A Join combines two datasets based on one or more common columns. To configure a join, you must specify the following:

  • Primary Dataset: The main dataset that forms the base of the result.
  • Secondary Dataset: The dataset that will be combined with the primary dataset.
  • Join Conditions: At least one join condition that defines how the rows from each dataset are matched.
  • Join Type: Defines how unmatched rows are handled.

Add a join condition

Use Join Conditions to define how rows from two datasets are matched. Each condition pairs one column from the first dataset with a corresponding column from the second dataset.

  1. Specify the primary and secondary datasets.
  2. Select a column from both datasets to complete the first join condition. Select the + button to add new condition rows. Each row represents one column comparison.
  3. Select columns to match. For each condition:
    • Use the left dropdown to select a column from the first dataset.
    • Use the right dropdown to select the matching column from the second dataset.
    Note

    The selected columns must contain related values (such as IDs, names, or codes). Only exact matches (Equals =) are supported.

  4. You can add multiple conditions to refine how rows are matched. When multiple conditions are used:
    • All conditions must be true for rows to match.
    • This works like an AND comparison.
    For example,
    • Email matches Email Address
    • AND Zip Code matches Postal Code
    Tip

    Select X on a condition row to remove the condition.

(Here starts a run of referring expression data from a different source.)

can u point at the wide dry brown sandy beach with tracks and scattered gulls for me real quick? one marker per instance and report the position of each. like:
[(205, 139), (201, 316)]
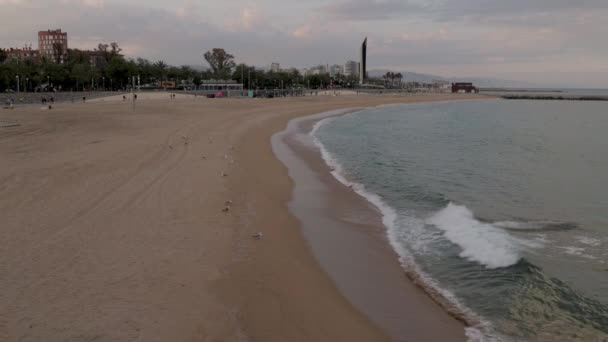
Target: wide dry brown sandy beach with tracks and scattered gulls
[(135, 223)]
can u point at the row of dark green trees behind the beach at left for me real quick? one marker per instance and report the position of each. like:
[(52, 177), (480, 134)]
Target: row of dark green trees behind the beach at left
[(106, 68)]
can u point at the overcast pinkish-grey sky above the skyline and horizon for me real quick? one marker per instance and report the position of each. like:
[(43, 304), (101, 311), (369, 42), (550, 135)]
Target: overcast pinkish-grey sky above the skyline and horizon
[(548, 42)]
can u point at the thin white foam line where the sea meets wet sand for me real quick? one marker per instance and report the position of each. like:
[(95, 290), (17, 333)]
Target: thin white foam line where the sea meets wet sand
[(389, 219)]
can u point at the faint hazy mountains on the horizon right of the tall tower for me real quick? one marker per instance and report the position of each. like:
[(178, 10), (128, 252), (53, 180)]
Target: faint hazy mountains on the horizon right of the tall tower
[(478, 81)]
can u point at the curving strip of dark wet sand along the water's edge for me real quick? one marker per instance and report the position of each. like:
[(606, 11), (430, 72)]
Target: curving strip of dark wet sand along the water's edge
[(389, 298)]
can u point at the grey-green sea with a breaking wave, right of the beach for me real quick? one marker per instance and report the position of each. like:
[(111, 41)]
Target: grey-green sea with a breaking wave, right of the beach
[(500, 206)]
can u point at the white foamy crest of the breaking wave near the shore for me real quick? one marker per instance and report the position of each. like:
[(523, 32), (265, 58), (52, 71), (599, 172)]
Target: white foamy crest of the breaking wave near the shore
[(480, 242)]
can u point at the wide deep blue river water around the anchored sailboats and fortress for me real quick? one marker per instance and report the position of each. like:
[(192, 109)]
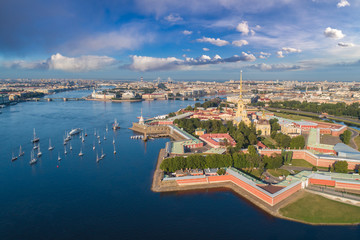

Use the following guidelines to improve matching accuracy.
  • Ensure the columns you select contain comparable data. For example, use both numeric or both text columns.
  • Use consistent formatting, such as spacing and capitalization for best results.
  • You can define up to ten join conditions per join configuration.

Manage Columns

Select some or all columns to include in the join results. You can rename columns as needed.
Note

Sample values show the most common values from the input data.

Join Type

Join Type Results
Primary (LEFT JOIN) All rows from the primary dataset, plus matches from the secondary dataset
Matching Only (INNER JOIN) Only rows that match in both datasets
All Fields (FULL JOIN) All rows from both datasets

Primary (LEFT JOIN)

Returns all rows from the primary dataset and the matching rows from the secondary dataset based on join conditions. If no match is found, missing values are returned for the secondary dataset columns.

Matching Only (INNER JOIN)

Returns only the rows that have a match in both datasets based on join conditions. Rows without matches are excluded from the result.

All Fields (FULL JOIN)

Returns all rows from both datasets. When rows match, their columns are combined into a single row. When no match exists, missing values are used for the unmatched dataset’s columns.